With the Live Parts™ Add-in, you can create forces that act upon your design as it grows in Live Parts.
You can create forces using the method outlined below.
- Select Force in the Live Parts Add-in toolbar.
- Use the Force Type drop-down list to select the type of force (linear, pressure, or rotational).
- Input the values for each directional component of the force (X, Y, and Z) as numbers or expressions.
- (Optional) Instead of Step 3, click the Direction dropdown menu and choose Selected entity to input the force direction by selecting an entity (e.g. a line) in your assembly.

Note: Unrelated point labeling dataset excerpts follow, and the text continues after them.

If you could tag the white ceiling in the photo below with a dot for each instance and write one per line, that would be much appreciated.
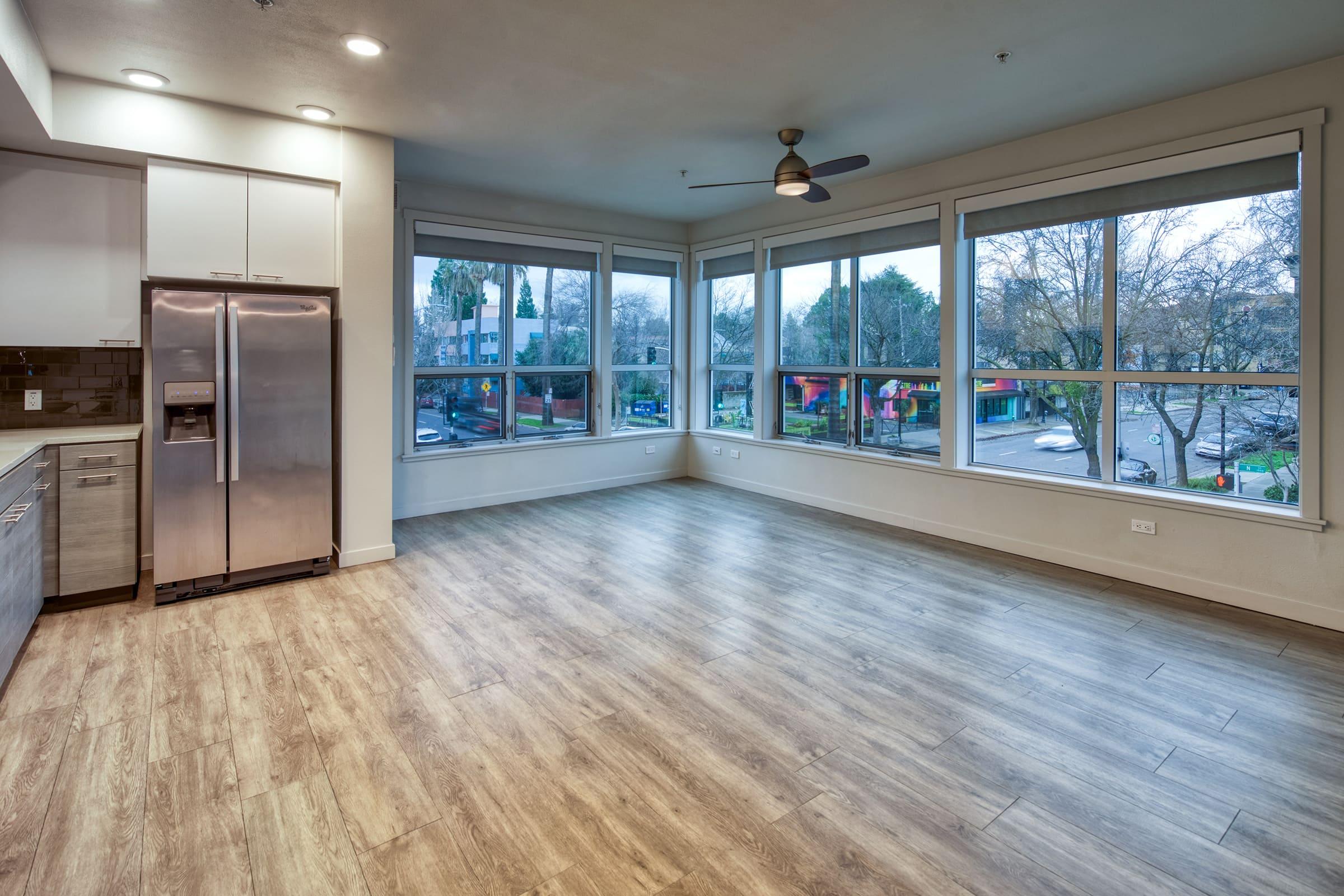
(601, 102)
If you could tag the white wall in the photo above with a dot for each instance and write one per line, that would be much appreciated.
(365, 356)
(456, 481)
(22, 55)
(1287, 571)
(104, 116)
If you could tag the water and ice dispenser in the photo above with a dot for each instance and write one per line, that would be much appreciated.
(190, 412)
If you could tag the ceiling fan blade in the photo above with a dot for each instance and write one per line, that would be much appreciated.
(816, 194)
(737, 183)
(837, 167)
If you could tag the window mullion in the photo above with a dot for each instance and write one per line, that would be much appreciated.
(1110, 338)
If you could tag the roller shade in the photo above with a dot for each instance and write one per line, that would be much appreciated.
(636, 265)
(869, 242)
(1269, 175)
(727, 267)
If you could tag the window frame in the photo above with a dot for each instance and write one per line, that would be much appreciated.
(855, 372)
(676, 288)
(704, 335)
(507, 370)
(1112, 375)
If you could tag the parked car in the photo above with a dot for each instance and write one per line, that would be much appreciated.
(428, 436)
(1061, 438)
(1132, 470)
(1220, 445)
(1277, 425)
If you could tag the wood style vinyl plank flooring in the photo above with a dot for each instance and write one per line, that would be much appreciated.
(683, 689)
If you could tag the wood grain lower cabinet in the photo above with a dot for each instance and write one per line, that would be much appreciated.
(21, 559)
(99, 519)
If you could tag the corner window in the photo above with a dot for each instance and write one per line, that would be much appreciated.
(859, 316)
(644, 288)
(502, 336)
(730, 291)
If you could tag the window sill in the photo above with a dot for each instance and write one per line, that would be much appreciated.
(1112, 492)
(530, 445)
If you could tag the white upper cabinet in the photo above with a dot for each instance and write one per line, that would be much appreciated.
(69, 253)
(234, 226)
(291, 231)
(197, 222)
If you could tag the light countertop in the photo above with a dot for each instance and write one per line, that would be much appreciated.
(17, 445)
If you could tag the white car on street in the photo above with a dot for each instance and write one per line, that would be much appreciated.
(1218, 445)
(1061, 438)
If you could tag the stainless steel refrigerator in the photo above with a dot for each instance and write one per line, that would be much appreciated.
(242, 440)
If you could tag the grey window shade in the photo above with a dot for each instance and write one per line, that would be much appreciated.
(635, 265)
(727, 267)
(1230, 182)
(486, 250)
(870, 242)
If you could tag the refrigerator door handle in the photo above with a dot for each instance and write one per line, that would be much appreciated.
(233, 393)
(220, 381)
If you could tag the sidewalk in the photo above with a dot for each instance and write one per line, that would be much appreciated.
(1003, 429)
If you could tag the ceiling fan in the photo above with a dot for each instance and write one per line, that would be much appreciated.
(795, 178)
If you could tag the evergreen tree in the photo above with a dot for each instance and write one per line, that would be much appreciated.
(526, 309)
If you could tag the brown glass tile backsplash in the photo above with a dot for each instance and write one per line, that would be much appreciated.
(80, 386)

- Click the Surfaces box and select the relevant surface(s) in your assembly to which the force will be applied.
- Select the Force application method (under Parameters) to specify how the force will be applied to the chosen surface(s) - push, pull, or both.
- Click the Magnitude box (under Parameters) and input the magnitude of your force in Newtons.
- Click the Checkmark on the top of the force menu to accept the changes.
- Select surfaces for your force that are coincident with fill, exclude, and contain zones.
- Specify the direction of the force and the force application in a way that makes sense in the context of your model. For example, if you select the top surface of a beam for a force and input the force direction is "downwards", it follows that the force application should be "push" (i.e. the force is pushing the beam downwards). In the same example, if you input the force direction as "upwards", then the force application should be "pull" (i.e. the force is pulling the beam upwards). For simplicity you can specify the force application as "both" to ensure that force is applied in either direction.
- If you select multiple surfaces for a force, then Live Parts will apply the force proportionately across each of those surfaces based upon the surface areas. For example, if you select two surfaces for a force, and one has 3x the surface area of the other, then Live Parts will apply 3/4 of the force will be applied to the larger surface and 1/4 to the smaller one.
- You can select surfaces for a force that are adjacent to only a portion of a fill zone. For example, if you want to apply different forces to several regions of a shoe sole, you can create multiple surfaces (as reference geometries) representing contour lines on the sole and choose to apply different forces to each surface. During the Live Parts growth process, the cells in the fill zone (i.e. shoe sole) would feel different forces based on the surface to which they are adjacent.